Nicola Perizzolo, project engineer di Barilla, ha sottolineato come la sostenibilità non sia una moda, ma un percorso strutturale, con obiettivi chiari e risorse ingenti. «La proprietà, anni fa, ha preso una posizione netta: vogliamo essere un’azienda di un certo tipo e fare business in un certo modo. Oggi questo significa avere un board Esg che definisce la strategia e un piano concreto che ci porterà al 2030, con un investimento da 168 milioni di euro».Non è un impegno “di facciata”. Perizzolo ha raccontato un esempio pratico: «Quando valutiamo un investimento, per esempio l’acquisto di un nuovo forno per i biscotti, inseriamo nei costi anche il valore della CO₂ che verrà emessa. Questo cambia le scelte: non prendiamo più il forno standard, ma pretendiamo soluzioni innovative dai fornitori, anche se più complicate da gestire. Il risultato è che consumiamo meno energia, pur garantendo al consumatore lo stesso prodotto. È stato uno stimolo enorme, altrimenti avremmo continuato a fare quello che si è sempre fatto».
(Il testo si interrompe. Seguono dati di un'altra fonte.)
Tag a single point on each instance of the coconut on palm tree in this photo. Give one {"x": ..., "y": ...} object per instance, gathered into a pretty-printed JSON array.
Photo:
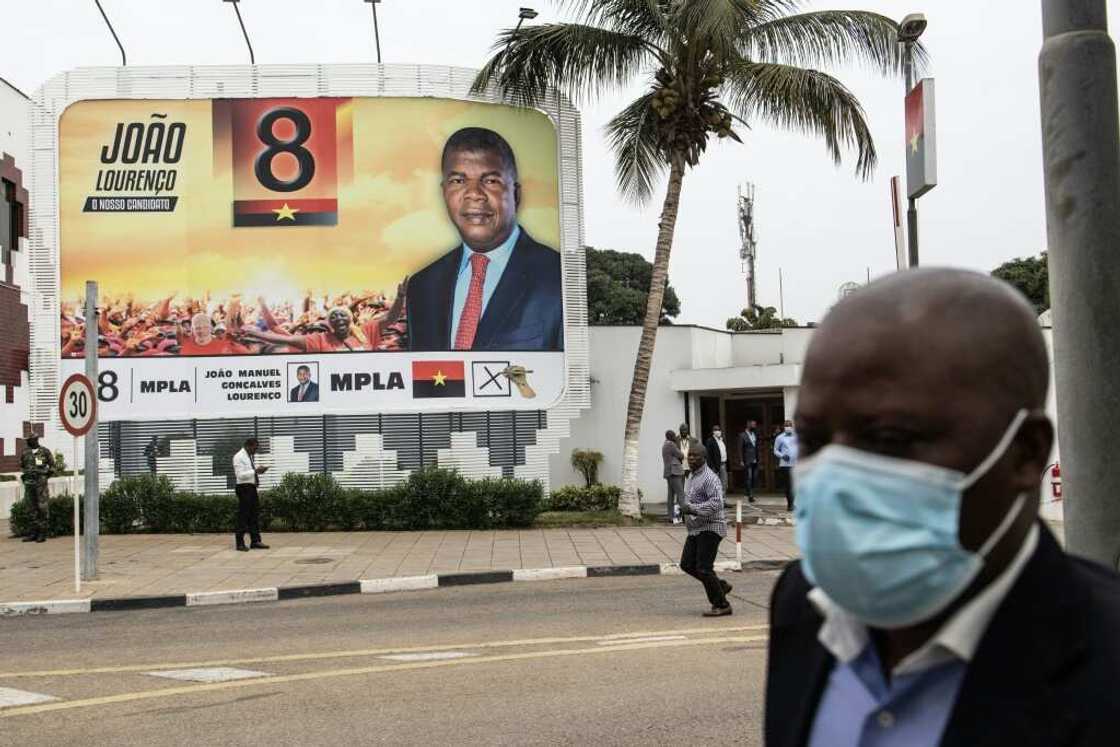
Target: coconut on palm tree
[{"x": 707, "y": 66}]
Secondo Perizzolo, la sostenibilità è anche una leva reputazionale e sociale: «Barilla è disposta ad accettare tempi di ritorno più lunghi sugli investimenti legati alla sostenibilità. Lo facciamo perché crediamo che ci siano benefici indiretti: la reputazione, l’attrattività verso i giovani, la fiducia dei consumatori. Gli ingegneri che partecipano alle selezioni ci chiedono se quello che dichiariamo è vero. Una volta entrati, verificano con mano che lo è davvero. Questo fa la differenza».
Se agricoltura e industria alimentare sono chiamate a garantire filiere più pulite e trasparenti, la finanza deve fare la sua parte nel sostenerle. Leonardo Meoli, Group Head of Sustainability Business Integration di Generali, ha ricordato come la compagnia assicurativa lavori da anni per integrare la sostenibilità nei modelli di business: «Ogni nostra attività viene valutata sia dal punto di vista economico, sia in termini di impatto ambientale e sociale. Abbiamo stanziato 12 miliardi di euro in tre anni per investimenti legati alla transizione energetica, e siamo molto focalizzati sul supporto alle imprese e agli individui nella resilienza e nella protezione dai rischi climatici». Il mercato, ha osservato Meoli, risponde positivamente: «Vediamo che i volumi dei prodotti assicurativi con caratteristiche ESG crescono, soprattutto in Europa e in Asia. Ma è chiaro che non basta dire che un prodotto è sostenibile: deve anche garantire un ritorno economico competitivo. Quando riusciamo a unire le due cose, il cliente risponde bene».
Dalle parole dei tre manager emerge una convinzione condivisa: la sostenibilità non è un costo da sopportare, ma un investimento che rafforza la competitività del Made in Italy. «Non si tratta solo di rispettare regole o rincorrere mode – ha sintetizzato Ravanelli –. Si tratta di creare un modello di sviluppo che tenga insieme produzione, ambiente e società. Solo così possiamo guardare al futuro».In questo incrocio tra agricoltura, industria e finanza, il Made in Italy trova la sua forza. Il marchio non è più soltanto sinonimo di qualità e tradizione, ma sempre di più di innovazione e responsabilità. Dalle campagne di Jolanda di Savoia ai forni di Mulino Bianco, fino alle grandi scelte di investimento globale, la transizione passa per la capacità delle imprese italiane di essere sostenibili senza smettere di essere competitive. È la sfida del presente, ma soprattutto del futuro.